Прошло несколько дней. Иван Иваныч сидел перед почти завершенным романом, но сюжет расплывался, герои страдали косноязычием, и, как ни странно, сквозь этот досадный сумбур то и дело проступала респектабельная фигура Ивана Углова, его очки в роговой оправе, за стеклами которых таилось черт знает что, и слышался его хохот, и предполагалась злодейская интрига. А Ивану Иванычу было это совсем ни к чему. Он нуждался в покое, он хотел жить по собственному усмотрению. Жизнь ведь была одна, да к тому же короткая, и прожить ее нужно было так… как диктовала ему его собственная фортуна, пусть не слишком снисходительная, но зато своя. А все эти давления со стороны, все эти унизительные тупики, и ловушки, и лабиринты, и интриги — всё это сбивало с ног, сгибало спину, и нужно было мужество, которого не было, иммунитет, которому не хватало концентрации, трезвый расчет, при котором почему-то всегда приход не сходился с расходом. Да, и вот теперь этот Углов, не идущий из головы. Кто он?

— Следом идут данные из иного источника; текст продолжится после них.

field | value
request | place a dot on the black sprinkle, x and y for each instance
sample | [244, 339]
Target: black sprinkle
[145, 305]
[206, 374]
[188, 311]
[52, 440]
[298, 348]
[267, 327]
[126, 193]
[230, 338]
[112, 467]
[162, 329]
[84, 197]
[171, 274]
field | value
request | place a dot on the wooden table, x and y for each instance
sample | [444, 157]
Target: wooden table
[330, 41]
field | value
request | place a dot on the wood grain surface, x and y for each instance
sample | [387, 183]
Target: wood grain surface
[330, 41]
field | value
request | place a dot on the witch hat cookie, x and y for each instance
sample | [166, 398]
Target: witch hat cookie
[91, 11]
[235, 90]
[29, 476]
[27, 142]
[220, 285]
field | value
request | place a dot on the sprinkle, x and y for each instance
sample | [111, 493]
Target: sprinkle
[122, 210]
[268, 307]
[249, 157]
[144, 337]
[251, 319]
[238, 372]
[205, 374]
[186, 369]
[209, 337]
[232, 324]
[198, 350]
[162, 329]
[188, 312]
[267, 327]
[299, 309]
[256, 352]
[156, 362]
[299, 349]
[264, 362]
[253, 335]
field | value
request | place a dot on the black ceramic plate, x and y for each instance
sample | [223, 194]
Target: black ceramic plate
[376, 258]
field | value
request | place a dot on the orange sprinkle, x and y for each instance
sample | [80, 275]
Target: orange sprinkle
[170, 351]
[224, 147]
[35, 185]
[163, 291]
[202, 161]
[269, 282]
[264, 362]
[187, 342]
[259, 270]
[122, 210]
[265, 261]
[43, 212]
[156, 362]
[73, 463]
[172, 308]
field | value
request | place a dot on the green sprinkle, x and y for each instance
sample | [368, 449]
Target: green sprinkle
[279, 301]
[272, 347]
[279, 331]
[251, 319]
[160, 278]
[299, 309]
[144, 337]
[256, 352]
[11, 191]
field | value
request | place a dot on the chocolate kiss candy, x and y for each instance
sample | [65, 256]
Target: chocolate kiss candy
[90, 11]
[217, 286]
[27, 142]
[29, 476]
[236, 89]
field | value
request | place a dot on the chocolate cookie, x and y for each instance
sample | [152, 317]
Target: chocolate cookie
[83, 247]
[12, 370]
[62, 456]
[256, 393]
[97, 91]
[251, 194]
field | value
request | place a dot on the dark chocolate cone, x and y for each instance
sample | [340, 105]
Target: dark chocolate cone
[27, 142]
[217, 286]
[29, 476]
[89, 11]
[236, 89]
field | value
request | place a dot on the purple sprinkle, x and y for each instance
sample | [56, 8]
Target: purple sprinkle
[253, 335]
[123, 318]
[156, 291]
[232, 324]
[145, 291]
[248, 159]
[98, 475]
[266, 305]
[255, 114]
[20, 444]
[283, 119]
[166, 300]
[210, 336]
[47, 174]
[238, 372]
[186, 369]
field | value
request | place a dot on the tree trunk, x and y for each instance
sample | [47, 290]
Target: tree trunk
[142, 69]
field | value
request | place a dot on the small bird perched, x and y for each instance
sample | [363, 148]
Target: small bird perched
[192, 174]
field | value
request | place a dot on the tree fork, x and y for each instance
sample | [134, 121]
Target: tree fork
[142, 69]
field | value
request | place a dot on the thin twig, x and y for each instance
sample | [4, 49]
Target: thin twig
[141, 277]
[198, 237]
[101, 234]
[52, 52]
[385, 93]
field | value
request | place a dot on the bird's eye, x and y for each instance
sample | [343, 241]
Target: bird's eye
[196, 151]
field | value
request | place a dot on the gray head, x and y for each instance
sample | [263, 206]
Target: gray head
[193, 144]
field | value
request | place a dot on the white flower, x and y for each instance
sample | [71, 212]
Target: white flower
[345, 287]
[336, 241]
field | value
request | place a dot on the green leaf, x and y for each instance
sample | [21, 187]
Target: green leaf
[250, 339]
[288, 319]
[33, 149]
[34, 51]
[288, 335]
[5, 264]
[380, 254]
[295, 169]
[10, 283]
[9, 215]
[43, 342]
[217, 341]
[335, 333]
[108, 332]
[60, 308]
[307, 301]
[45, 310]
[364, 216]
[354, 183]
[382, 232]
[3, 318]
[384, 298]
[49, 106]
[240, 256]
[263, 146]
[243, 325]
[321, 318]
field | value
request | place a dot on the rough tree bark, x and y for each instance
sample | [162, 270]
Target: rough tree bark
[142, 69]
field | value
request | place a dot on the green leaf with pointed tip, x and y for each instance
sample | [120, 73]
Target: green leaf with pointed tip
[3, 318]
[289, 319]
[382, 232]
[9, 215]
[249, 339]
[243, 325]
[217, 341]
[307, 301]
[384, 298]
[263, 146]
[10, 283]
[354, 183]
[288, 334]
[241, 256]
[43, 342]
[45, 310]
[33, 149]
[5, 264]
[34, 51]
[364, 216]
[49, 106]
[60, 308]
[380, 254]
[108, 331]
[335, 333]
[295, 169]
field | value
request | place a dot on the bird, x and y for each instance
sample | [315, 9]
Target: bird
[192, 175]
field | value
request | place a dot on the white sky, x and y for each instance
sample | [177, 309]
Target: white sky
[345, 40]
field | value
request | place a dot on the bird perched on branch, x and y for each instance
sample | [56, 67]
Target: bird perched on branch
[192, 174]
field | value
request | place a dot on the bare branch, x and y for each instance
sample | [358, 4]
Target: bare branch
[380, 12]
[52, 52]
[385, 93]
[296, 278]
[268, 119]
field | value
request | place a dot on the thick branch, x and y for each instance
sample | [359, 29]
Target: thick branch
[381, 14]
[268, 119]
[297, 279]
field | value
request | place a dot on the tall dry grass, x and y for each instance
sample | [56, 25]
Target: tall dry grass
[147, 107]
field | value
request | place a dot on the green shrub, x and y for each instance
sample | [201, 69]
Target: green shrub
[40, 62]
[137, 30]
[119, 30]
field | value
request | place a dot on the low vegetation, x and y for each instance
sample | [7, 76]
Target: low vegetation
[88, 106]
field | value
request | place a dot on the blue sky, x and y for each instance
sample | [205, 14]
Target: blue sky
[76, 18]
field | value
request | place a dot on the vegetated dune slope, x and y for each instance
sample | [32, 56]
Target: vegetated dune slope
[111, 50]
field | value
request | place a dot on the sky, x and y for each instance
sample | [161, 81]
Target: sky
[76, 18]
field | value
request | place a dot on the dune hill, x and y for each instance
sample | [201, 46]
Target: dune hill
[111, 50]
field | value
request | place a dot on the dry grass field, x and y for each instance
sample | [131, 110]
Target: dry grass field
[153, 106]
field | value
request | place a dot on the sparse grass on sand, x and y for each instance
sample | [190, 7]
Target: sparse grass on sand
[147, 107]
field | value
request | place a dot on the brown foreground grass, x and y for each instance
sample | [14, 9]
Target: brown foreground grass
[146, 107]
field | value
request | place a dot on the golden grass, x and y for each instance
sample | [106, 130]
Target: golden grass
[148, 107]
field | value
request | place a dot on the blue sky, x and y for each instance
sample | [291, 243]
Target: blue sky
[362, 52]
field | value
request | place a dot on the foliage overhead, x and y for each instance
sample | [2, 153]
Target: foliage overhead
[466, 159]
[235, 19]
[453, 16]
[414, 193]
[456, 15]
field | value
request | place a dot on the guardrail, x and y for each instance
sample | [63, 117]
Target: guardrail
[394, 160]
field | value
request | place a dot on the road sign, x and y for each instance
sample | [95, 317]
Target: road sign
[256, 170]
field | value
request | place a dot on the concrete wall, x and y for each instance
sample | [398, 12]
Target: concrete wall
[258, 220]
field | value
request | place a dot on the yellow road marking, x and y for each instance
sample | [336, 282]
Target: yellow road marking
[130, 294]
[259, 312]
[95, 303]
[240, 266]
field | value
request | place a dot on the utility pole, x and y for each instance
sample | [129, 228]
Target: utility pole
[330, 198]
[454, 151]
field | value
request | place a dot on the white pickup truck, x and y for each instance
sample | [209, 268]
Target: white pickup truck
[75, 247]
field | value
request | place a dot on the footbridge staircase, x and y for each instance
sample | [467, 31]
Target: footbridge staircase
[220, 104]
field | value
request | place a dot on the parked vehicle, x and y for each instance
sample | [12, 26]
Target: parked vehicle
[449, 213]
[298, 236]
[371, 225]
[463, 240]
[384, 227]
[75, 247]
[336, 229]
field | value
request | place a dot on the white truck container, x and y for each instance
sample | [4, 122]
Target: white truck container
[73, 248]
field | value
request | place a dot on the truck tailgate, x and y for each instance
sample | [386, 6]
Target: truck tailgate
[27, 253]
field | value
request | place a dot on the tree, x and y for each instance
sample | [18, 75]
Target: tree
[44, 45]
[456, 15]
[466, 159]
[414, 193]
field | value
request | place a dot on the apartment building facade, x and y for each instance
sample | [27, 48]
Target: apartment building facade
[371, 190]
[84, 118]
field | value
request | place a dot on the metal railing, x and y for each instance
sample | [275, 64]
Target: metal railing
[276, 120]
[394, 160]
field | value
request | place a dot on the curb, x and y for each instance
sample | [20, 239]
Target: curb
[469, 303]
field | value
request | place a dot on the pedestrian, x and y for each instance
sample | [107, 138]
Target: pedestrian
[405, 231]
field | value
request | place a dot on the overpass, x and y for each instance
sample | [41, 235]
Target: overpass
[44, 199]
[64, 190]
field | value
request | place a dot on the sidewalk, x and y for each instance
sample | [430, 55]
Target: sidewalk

Что может означать стремительно выпущенный им диск с пленок домашнего производства, на котором явственно прослушиваются кухонные звучания, голоса собравшихся, звонки телефонов, позвякивание бокалов и вилок? Какие силы скромно стоят за спиной этого лондонского издателя? Диктует ли кто-нибудь ему зловещие поступки, или он — заурядный ерник и хохотун, празднующий свое высвобождение из социалистического лагеря? А ненависть к нему генерала Филина — не тонкая ли игра? Уж не выстукивает ли он с помощью морзянки в Москву привычные шифры о встрече в Мюнхене?.. Иван Иваныч сперва решил, что всё это чудовищная галиматья, вздор, но напряжение не исчезло. На всём какая-то грязь, думал он, торопясь к генералу в Дом литераторов, чтобы опередить возможные сигналы Углова, грязь, что-то во всём нечистоплотное, думал он, липкое, мерзкое, думал он и посмеивался над собой, и унижал себя самого.
А генерал, словно предчувствуя встречу, спускался по лестнице и, наклонив голову, разглядывал Ивана Иваныча, но как победителя на недавнем секретариате, как удачника. И сказал, осклабясь:
— Ну, знаешь, я вчера решил, что тебе конец, ей-богу, но каков Арнольд! Я видел, как позеленел твой антагонист… — он торжествовал. Кто знает, какие их внутренние дела переместились с места на место, под кем из них заколебались пространства, чей нож оказался острее, кто из них после заседания опрокинул стопочку в знак восхищения фиаско соперника, а кто бил посуду с молчаливым ожесточением. Конечно, Иван Иваныч не был посвящен в эти изысканные взаимоотношения писательских начальников, хотя о многом догадывался, глядя на торжествующего генерала. И тут он с несвойственной ему безжалостностью и сарказмом шепнул Филину:
— Вам привет от нашего общего друга…
— Кого ты имеешь в виду? — спросил генерал строго, зная, что общих друзей у них нет.
— От Джона Глоффа, — усмехнулся Иван Иваныч.
— Ты встречался с этой скотиной?! — прошипел генерал, и лицо его покрылось красными пятнами.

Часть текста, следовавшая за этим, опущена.